Viewpoint: Alan Edelkind – ConVal vote is democracy in action

ConVal School Board

ConVal School Board —COURTESY PHOTO

By ALAN EDELKIND

For the Ledger-Transcript

Published: 02-16-2024 9:01 AM

On Tuesday, Feb. 6, the ConVal School Board held the annual budget deliberative session at the gym in ConVal High School. This is an annual event where we present the budget and warrant articles that are budget-related or require ConVal district voters to approve or modify.

The warrant article that gained the most attention was No. 10, the one addressing the issue of consolidation/reconfiguration. Three amendments were offered up by ConVal towns community residents to modify the warrant article, but none gained the required majority votes to have these amendments adopted.

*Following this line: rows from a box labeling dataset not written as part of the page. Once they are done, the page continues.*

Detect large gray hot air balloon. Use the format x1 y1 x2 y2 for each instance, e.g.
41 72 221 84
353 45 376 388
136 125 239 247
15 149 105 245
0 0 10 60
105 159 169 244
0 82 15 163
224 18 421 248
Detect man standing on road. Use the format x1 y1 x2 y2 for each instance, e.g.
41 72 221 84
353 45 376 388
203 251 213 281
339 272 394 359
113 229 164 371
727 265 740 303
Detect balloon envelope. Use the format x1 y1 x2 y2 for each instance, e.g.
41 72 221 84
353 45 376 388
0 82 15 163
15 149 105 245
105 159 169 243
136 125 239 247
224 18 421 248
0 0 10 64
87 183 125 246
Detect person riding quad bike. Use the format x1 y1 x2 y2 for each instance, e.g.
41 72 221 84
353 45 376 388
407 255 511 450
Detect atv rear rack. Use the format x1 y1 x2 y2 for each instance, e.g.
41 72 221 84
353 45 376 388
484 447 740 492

This is democracy in action, where voters are given the right to voice their opinions as to what will appear on the ConVal School District ballot for voting on March 12 in all nine towns in the district. This warrant article requires a two-thirds affirmative vote  of the voting public to pass.

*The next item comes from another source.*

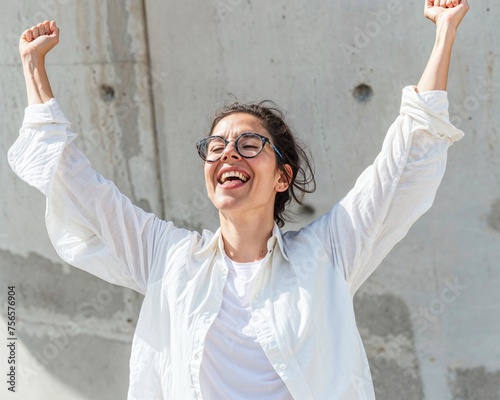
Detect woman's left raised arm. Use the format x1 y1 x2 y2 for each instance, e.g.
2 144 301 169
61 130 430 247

What does this warrant article do? It gives the  ConVal School Board the authority (like most other school boards in this country already have) to determine which ones (or all) of the four identified town schools should be closed and in what sequence due to being underutilized with no increased enrollment projected for the foreseeable future. These four schools are located in Bennington, Dublin, Francestown, and Temple.

The School Board will be forming a task force consisting of the board, ConVal administration and town resident members to undertake this detailed analysis. This task force will take over one year of intense work to develop a  solution to this issue. This analysis would take place after an affirmative vote and continue through the 2024-2025 school year. No implementation action will be taken until the 2025-2026 school year. That is over 15 months from now.

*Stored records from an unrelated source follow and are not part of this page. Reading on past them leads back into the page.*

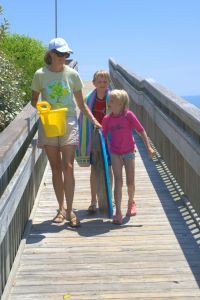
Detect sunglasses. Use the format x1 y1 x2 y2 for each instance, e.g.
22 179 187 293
52 49 70 57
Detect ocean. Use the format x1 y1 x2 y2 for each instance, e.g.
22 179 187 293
182 95 200 109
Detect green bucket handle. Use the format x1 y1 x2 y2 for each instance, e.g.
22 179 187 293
36 101 51 113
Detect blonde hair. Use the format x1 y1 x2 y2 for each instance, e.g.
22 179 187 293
109 89 129 112
92 70 110 84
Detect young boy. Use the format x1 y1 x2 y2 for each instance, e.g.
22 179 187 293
76 70 110 214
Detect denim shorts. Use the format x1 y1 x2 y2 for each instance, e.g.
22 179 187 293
111 152 135 160
120 152 135 160
90 144 111 166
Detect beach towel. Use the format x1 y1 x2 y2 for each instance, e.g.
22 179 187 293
75 89 110 167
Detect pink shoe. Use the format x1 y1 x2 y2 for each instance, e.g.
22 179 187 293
126 201 136 217
113 215 123 225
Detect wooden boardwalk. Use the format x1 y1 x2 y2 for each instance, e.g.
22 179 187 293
4 81 200 300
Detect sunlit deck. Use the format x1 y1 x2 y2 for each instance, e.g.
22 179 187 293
2 82 200 300
4 137 200 300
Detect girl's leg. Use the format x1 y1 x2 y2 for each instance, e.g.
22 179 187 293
111 154 123 215
124 158 136 216
61 145 79 227
44 145 64 223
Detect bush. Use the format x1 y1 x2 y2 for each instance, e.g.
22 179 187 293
0 52 25 131
0 34 46 103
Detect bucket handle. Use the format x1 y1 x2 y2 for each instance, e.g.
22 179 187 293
36 101 51 113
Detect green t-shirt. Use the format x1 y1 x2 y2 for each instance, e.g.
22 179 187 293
31 66 83 116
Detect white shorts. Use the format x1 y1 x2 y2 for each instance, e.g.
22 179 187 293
37 117 79 148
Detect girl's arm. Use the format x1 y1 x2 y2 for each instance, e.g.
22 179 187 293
74 91 101 128
140 130 155 158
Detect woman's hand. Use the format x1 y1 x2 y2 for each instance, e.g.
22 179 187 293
92 116 102 128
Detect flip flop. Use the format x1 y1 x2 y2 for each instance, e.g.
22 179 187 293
53 209 65 224
88 204 97 215
67 212 81 228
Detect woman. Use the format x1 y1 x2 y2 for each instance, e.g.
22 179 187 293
31 38 101 227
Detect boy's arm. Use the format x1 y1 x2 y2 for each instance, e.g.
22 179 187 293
74 91 101 128
139 130 155 158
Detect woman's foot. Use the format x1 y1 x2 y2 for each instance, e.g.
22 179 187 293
126 201 137 217
113 214 123 225
66 211 81 227
88 204 97 215
53 209 66 224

These schools were built and renovated to contain a much larger student population. We cannot educate these students at the same level as students in larger-population schools. Special-needs staff have to travel up to half their time to service students. We cannot afford to keep support staff in these schools full time, which is an unacceptable situation. We cannot fill the current open staff positions needed to provide the quality education received in larger-population schools, which is material in our decision-making process.

We rely on an informed public to allow your School Board to make the needed forward-looking decision to better educate our children. Our democratic system allows the public to elect representatives to represent them in determining what is best for our students and towns. A yes vote will allow us to move forward and make the hard decisions we were elected to do. We are being open, transparent and involving the community. We live and work in the same towns you do. We, like you, only want what's best for our students and communities while being fiscally responsible.

Please support the long-term mission of providing excellent education to all our students and vote yes on Article 10 on March 12.

Alan Edelkind is the Dublin representative to the ConVal School Board and chair of ConVal's Strategic Organization Committee.